Initial thoughts on using Cursor

I do not know how to write Vite plugins. Thanks to Cursor, I've made one in about 5 minutes.

Cursor is an "AI-powered code editor". There was some initial hype about it, but I decided to give it a go yesterday.

Articles in this blog are written in Markdown, and are stored in the articles directory. As part of rebuilding this blog, I wanted to experiment with pre-loading all the articles in the Remix server on startup, in order to speed up page load time.

My initial approach was to write a function that would load all files in the articles directory via import.meta.glob. Unfortunately, this caused the site to hit a startup CPU limit on deployment.

So instead, I decided to compile all the articles into a single file at build time, and import them in the server. This is theoretically a much faster process, as it avoids the overhead of dynamic imports at runtime. This basically meant I needed to write a Vite plugin.

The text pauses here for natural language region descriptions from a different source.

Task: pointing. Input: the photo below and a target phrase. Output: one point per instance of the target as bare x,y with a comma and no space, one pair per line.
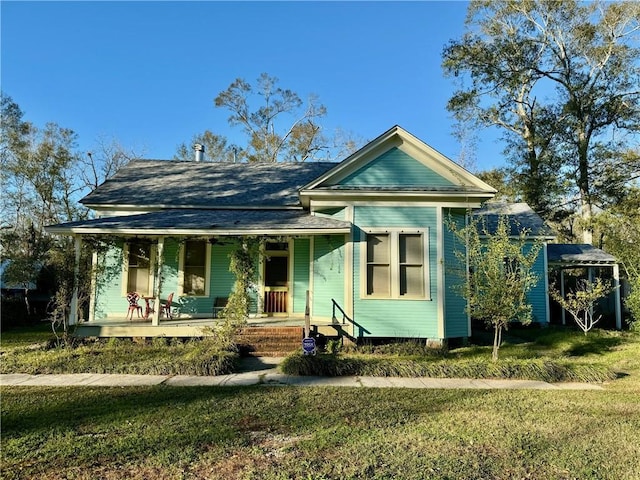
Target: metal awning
578,255
207,222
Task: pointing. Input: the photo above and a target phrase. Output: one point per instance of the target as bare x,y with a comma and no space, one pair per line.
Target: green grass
551,354
320,433
267,432
34,351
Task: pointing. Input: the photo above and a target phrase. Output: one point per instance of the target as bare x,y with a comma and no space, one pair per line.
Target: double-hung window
395,264
139,277
195,260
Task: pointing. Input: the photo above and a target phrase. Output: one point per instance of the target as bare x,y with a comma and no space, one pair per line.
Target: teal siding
222,279
328,273
171,260
393,317
537,297
455,315
300,281
109,300
395,169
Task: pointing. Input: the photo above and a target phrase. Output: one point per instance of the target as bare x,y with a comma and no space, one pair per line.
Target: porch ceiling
208,222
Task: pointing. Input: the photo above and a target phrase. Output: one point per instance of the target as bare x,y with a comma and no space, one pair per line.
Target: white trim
153,232
546,283
94,286
157,284
73,314
616,286
564,312
312,243
124,283
207,269
290,275
394,262
467,272
440,273
348,265
382,203
132,208
396,136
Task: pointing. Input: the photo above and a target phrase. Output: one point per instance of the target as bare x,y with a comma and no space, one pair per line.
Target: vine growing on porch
243,265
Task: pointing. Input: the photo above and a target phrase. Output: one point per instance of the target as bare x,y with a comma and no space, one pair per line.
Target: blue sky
146,73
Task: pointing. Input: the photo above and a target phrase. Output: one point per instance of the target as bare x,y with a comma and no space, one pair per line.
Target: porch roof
208,222
166,184
576,255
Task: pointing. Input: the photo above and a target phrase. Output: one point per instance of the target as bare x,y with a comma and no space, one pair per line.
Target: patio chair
132,299
165,308
218,306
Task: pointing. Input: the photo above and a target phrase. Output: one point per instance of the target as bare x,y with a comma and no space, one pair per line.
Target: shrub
528,369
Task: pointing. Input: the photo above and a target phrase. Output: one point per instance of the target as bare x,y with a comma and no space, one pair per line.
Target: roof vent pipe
199,149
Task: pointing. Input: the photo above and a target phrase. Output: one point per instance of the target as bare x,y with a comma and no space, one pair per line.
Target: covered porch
162,237
198,327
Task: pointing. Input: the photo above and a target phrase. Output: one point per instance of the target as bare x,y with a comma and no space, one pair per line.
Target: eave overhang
218,222
472,198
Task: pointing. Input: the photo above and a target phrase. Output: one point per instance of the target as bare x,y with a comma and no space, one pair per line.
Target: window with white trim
194,267
395,264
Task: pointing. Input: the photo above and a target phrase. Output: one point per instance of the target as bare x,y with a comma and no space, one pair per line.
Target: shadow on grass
533,341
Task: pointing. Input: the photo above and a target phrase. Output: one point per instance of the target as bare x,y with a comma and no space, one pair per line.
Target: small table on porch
149,303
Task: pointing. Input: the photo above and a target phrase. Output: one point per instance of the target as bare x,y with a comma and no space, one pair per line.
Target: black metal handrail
344,315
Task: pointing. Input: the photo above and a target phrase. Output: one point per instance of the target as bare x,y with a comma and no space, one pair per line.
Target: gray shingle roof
211,221
578,254
163,183
520,216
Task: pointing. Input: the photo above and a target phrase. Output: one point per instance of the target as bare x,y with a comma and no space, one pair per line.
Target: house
361,245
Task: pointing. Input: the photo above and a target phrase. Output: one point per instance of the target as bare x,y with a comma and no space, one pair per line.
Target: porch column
94,285
616,286
73,314
564,313
155,320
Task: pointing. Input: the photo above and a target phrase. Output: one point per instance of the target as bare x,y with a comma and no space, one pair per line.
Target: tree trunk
497,340
586,207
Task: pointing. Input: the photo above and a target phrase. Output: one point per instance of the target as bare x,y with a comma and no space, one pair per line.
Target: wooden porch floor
192,327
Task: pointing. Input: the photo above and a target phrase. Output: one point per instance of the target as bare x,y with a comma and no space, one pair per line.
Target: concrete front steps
269,341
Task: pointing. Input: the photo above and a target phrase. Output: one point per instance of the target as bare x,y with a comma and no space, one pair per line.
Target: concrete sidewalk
272,377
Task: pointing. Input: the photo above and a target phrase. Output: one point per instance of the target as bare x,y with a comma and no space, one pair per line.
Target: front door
276,279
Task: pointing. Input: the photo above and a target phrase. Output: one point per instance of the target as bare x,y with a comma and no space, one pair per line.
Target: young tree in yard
500,274
561,78
43,176
580,302
620,227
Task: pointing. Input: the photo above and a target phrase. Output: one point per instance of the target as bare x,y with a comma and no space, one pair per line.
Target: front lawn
265,432
34,350
551,354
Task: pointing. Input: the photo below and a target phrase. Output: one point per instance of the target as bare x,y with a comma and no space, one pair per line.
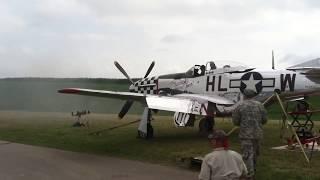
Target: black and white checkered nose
132,88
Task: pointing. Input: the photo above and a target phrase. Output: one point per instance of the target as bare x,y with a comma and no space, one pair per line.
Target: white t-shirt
222,165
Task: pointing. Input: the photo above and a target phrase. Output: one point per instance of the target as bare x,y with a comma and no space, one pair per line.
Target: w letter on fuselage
287,79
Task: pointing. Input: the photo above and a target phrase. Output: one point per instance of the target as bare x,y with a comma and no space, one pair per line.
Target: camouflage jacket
250,115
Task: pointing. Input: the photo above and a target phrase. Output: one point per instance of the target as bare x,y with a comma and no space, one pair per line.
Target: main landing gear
145,129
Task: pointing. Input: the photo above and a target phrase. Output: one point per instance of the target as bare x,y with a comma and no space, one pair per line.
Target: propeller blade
125,108
123,71
149,69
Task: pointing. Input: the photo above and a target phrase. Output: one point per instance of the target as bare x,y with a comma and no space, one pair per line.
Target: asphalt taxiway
19,161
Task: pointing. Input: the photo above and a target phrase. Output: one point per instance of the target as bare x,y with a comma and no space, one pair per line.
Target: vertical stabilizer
272,60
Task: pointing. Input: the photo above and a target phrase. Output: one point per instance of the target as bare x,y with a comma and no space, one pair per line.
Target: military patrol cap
217,134
249,93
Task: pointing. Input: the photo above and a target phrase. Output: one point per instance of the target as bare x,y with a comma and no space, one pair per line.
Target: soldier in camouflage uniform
250,115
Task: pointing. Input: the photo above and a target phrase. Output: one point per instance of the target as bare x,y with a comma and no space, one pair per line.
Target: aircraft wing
186,103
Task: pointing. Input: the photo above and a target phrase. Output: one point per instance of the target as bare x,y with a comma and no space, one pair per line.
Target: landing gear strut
206,125
145,129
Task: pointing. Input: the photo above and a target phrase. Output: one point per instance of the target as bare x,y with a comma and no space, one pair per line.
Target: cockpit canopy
200,70
210,67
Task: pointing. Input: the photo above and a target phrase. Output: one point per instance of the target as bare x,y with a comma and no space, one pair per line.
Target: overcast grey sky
82,38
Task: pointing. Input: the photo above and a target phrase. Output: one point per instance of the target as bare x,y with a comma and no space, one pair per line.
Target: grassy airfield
169,145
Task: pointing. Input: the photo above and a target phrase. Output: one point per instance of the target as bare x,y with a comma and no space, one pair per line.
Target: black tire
149,131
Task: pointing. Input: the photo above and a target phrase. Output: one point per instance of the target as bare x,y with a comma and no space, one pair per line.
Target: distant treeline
81,80
41,94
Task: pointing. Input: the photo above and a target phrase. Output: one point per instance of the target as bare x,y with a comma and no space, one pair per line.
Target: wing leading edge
186,103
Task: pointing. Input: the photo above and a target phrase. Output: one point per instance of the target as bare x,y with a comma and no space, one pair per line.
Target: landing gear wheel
149,131
206,125
148,135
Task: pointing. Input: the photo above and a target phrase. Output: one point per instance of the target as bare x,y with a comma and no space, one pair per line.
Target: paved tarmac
19,161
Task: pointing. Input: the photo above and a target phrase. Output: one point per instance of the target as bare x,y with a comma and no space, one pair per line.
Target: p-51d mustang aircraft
206,90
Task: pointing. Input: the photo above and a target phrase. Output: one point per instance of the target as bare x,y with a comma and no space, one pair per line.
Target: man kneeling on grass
222,163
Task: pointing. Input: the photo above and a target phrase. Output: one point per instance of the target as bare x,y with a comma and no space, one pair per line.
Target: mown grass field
169,145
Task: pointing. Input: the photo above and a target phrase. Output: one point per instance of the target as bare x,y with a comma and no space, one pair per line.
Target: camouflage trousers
250,151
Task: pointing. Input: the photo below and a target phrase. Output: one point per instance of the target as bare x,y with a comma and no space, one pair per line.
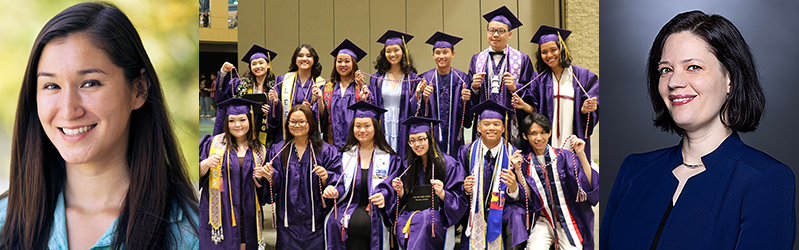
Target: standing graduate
394,85
358,220
230,203
258,80
302,166
560,92
445,98
497,202
430,173
345,88
294,87
566,218
499,70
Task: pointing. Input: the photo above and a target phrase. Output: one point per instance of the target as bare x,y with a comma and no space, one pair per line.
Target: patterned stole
482,232
548,183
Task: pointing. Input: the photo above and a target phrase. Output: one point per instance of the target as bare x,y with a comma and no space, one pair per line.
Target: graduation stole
514,58
480,231
556,195
327,94
219,146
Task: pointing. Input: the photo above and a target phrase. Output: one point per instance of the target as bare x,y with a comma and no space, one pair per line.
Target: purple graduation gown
526,73
379,216
299,234
539,94
446,105
513,213
225,89
407,108
451,211
243,190
301,92
339,117
581,212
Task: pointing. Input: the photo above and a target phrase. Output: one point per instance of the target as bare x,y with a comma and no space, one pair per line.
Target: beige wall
324,24
218,31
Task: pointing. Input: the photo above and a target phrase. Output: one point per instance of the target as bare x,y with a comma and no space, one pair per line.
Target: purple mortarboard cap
256,52
349,48
503,15
548,33
366,110
489,109
419,124
443,40
393,37
238,106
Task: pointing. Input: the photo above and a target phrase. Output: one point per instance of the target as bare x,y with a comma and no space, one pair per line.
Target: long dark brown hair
159,181
434,158
379,138
253,142
313,132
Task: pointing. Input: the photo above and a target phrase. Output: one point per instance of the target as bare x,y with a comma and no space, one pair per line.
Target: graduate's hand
579,146
468,184
510,81
209,162
257,174
330,193
516,159
466,94
359,78
265,108
589,105
477,79
378,200
322,173
509,178
364,92
227,67
438,188
397,184
273,96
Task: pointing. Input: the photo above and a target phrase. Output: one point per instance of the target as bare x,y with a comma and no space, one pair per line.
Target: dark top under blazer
744,200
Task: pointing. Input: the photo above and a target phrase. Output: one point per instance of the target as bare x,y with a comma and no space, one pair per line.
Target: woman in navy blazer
711,191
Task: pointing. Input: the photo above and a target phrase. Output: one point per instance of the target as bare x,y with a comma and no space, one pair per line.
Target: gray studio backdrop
627,29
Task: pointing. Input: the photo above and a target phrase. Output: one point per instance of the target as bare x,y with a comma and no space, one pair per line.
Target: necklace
693,166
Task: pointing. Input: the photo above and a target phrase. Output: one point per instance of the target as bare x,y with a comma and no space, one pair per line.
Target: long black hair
314,137
565,59
744,105
382,65
434,158
159,181
379,138
316,68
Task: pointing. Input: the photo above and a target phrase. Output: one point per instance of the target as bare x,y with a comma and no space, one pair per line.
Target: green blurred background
169,32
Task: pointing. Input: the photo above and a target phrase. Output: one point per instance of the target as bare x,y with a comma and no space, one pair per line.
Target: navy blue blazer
744,200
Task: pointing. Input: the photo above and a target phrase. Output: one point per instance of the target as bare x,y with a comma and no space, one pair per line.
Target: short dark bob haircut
745,103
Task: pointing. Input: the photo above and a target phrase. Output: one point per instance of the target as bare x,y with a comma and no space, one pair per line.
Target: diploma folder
419,199
261,98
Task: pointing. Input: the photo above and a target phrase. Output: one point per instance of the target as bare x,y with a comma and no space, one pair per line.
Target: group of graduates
351,164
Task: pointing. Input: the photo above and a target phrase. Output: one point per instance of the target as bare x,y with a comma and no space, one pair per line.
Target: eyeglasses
419,141
298,123
498,31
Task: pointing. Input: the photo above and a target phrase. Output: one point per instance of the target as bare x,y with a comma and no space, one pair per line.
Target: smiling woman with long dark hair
94,160
711,191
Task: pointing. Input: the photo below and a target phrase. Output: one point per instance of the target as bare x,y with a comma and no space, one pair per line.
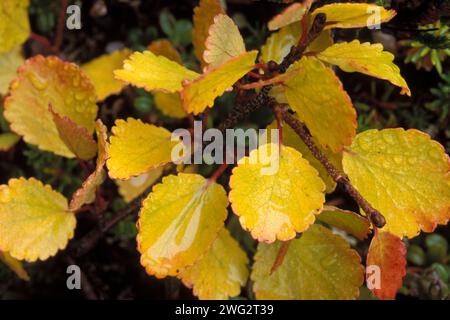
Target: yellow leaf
319,99
87,193
366,58
137,147
200,94
279,44
76,137
34,220
224,41
388,253
354,15
44,81
9,62
163,47
203,18
404,175
291,14
177,228
151,72
345,220
318,266
291,139
14,24
221,272
275,200
14,265
134,187
8,140
101,71
169,104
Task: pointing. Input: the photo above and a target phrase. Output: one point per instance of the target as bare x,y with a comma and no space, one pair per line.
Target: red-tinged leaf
76,137
387,252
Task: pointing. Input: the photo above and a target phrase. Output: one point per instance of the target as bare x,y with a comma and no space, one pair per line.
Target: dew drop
387,136
434,154
80,96
5,194
328,262
37,82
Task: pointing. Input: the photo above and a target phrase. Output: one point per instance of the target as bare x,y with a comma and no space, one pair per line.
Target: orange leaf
388,252
76,137
203,18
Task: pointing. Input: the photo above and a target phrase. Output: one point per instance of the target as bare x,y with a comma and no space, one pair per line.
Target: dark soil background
112,268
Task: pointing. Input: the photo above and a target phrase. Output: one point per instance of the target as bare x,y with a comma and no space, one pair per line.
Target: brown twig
86,286
302,131
243,110
85,244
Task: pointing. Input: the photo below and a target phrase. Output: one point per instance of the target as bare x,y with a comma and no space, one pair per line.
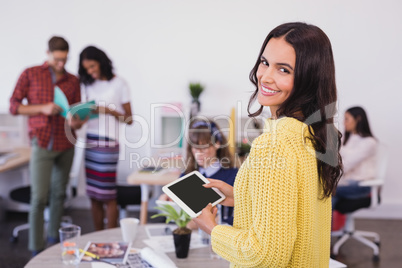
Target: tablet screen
193,194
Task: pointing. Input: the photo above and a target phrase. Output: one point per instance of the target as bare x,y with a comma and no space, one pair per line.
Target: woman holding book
112,98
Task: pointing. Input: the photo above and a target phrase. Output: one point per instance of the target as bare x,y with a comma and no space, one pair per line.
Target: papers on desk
142,258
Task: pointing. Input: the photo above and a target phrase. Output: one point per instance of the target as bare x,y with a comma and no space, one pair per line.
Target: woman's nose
267,75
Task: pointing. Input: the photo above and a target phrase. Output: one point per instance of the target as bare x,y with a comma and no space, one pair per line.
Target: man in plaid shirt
52,137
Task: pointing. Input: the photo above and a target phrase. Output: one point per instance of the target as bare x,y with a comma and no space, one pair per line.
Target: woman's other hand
225,188
206,221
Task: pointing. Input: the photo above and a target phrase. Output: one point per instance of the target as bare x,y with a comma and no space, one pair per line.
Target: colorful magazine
110,252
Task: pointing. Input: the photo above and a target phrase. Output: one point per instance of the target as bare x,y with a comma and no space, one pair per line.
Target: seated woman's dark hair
205,132
94,53
313,97
362,124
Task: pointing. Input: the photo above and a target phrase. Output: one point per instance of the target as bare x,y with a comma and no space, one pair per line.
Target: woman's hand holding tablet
189,193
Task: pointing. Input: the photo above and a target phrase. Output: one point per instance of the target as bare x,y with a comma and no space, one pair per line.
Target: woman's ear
217,145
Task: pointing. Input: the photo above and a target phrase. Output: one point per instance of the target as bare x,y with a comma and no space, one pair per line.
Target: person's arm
365,148
21,92
267,214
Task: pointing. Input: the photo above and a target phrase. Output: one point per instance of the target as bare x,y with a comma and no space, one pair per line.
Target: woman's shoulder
284,128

I have no experience writing Vite plugins. I know how to use Vite plugins, and I know how they work in principle. But I've never had reason to write one, and so I've never taken the time to learn how. But that didn't matter. I just asked Cursor to write a Vite plugin for me, and it did.

Cursor writing a Vite plugin
Cursor writing a Vite plugin

Worked on the first attempt too, which was a pleasant surprise.

As a long-term user of Jetbrains products, I was fairly skeptical about LLMs for programming. Claude could generate code reasonably well, but lacking the context of the project meant I had to do a lot more heavy lifting to make Claude-generated code work. This wasn't the case with Cursor.

I will daily-drive Cursor in the coming weeks before making any final judgements, but I am cautiously optimistic about the future of AI-driven IDEs.